4. LeiaJá: A existência dos partidos de extrema-direita representa algum perigo à democracia ou é justamente parte do jogo democrático de representações?
Jamerson Kemps: Existem leituras da ciência política que entendem que essas disputas, por mais polarizadas que sejam, e por mais próximas de um incidente civil ou violência que estejam, fazem parte do jogo democrático de encenação das ideias de disputa; no todo, o sistema macroeconômico se mantém no controle e poder de ambos. Como também é possível analisar que, sim, é uma ameaça à democracia. Considerando o regime democrático e a Constituição Federal sendo colocados em risco, então, sim. Quando se tem a proposta de uma extrema-direita em que o poder é centralizado na mão de uma única pessoa, em que se tem a ideia de um governo militarizado, não há espaço para a participação popular, incentivo à democracia e contraposição de ideias; todos aspectos que caracterizam a democracia.

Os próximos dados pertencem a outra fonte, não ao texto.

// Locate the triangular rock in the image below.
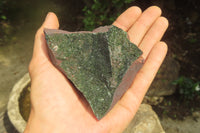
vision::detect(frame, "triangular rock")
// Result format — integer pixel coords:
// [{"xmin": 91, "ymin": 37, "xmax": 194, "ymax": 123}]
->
[{"xmin": 44, "ymin": 25, "xmax": 144, "ymax": 119}]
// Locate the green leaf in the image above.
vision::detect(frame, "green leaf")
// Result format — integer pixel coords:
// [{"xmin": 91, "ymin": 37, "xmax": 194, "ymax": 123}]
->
[
  {"xmin": 125, "ymin": 0, "xmax": 135, "ymax": 3},
  {"xmin": 1, "ymin": 15, "xmax": 6, "ymax": 20}
]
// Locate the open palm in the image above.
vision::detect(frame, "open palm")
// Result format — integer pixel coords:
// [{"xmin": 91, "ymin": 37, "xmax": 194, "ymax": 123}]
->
[{"xmin": 25, "ymin": 6, "xmax": 168, "ymax": 133}]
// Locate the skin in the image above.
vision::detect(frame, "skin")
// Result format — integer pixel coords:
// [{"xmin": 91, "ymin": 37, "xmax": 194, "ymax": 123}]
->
[{"xmin": 25, "ymin": 6, "xmax": 168, "ymax": 133}]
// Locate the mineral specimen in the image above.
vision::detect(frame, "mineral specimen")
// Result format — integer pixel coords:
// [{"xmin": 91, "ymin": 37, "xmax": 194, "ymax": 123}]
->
[{"xmin": 44, "ymin": 25, "xmax": 143, "ymax": 119}]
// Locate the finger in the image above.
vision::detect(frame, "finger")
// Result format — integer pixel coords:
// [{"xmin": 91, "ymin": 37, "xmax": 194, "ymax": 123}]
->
[
  {"xmin": 42, "ymin": 12, "xmax": 60, "ymax": 29},
  {"xmin": 32, "ymin": 12, "xmax": 59, "ymax": 60},
  {"xmin": 101, "ymin": 42, "xmax": 167, "ymax": 133},
  {"xmin": 139, "ymin": 17, "xmax": 169, "ymax": 59},
  {"xmin": 127, "ymin": 41, "xmax": 167, "ymax": 103},
  {"xmin": 128, "ymin": 6, "xmax": 162, "ymax": 45},
  {"xmin": 113, "ymin": 6, "xmax": 142, "ymax": 31}
]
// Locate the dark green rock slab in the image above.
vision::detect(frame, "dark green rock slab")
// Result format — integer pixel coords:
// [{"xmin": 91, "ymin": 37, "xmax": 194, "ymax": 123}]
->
[{"xmin": 44, "ymin": 25, "xmax": 143, "ymax": 119}]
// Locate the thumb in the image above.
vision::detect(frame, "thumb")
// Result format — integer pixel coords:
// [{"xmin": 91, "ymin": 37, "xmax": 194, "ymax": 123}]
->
[
  {"xmin": 29, "ymin": 12, "xmax": 59, "ymax": 77},
  {"xmin": 33, "ymin": 12, "xmax": 59, "ymax": 58},
  {"xmin": 42, "ymin": 12, "xmax": 60, "ymax": 29}
]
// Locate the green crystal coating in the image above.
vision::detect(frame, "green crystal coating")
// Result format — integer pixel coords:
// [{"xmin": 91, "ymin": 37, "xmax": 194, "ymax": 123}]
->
[{"xmin": 44, "ymin": 25, "xmax": 143, "ymax": 119}]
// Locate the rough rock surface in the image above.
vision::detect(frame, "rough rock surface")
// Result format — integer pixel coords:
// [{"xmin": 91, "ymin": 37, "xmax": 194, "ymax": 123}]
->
[
  {"xmin": 44, "ymin": 25, "xmax": 143, "ymax": 119},
  {"xmin": 143, "ymin": 96, "xmax": 164, "ymax": 106},
  {"xmin": 124, "ymin": 104, "xmax": 165, "ymax": 133}
]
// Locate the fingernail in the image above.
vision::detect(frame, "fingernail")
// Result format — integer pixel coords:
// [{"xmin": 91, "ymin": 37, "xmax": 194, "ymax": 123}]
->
[{"xmin": 45, "ymin": 12, "xmax": 51, "ymax": 22}]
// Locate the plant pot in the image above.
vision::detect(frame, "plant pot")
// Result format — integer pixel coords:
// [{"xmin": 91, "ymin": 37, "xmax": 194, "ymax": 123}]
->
[{"xmin": 7, "ymin": 73, "xmax": 30, "ymax": 133}]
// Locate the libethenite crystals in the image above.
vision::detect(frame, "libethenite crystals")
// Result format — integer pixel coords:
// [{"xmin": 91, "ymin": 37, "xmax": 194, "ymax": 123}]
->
[{"xmin": 44, "ymin": 25, "xmax": 143, "ymax": 120}]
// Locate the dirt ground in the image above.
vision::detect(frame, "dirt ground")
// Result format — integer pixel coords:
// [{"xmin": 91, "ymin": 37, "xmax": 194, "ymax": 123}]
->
[{"xmin": 160, "ymin": 114, "xmax": 200, "ymax": 133}]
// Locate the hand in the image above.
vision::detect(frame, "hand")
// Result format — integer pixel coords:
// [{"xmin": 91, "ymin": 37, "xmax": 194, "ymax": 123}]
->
[{"xmin": 25, "ymin": 6, "xmax": 168, "ymax": 133}]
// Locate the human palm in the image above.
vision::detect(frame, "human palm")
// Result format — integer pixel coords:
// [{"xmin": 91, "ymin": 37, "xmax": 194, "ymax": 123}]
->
[{"xmin": 25, "ymin": 6, "xmax": 168, "ymax": 133}]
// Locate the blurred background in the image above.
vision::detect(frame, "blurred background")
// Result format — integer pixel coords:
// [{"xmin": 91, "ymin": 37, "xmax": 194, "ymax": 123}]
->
[{"xmin": 0, "ymin": 0, "xmax": 200, "ymax": 132}]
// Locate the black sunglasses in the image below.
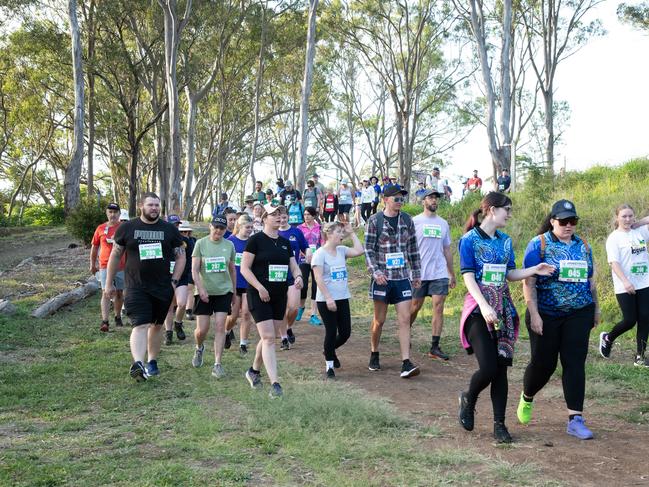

Helder Remigio: Sim, a extrema-direita representa um perigo à democracia. Todo partido político precisa se amparar nas discussões e preceitos da nossa Carta Magna de 1988. A partir do momento em que toda e qualquer corrente política começa a ferir a Constituição – e a extrema-direita faz isso constantemente – é, sem dúvida, um perigo para a democracia no Brasil. Atualmente, pensando justamente na arquitetura da tentativa em 8 de janeiro, se vê o perigo que a extrema-direita exerce não somente no Brasil, como no mundo – na Argentina com Milei, na Hungria com Órban, e nos Estados Unidos com Trump.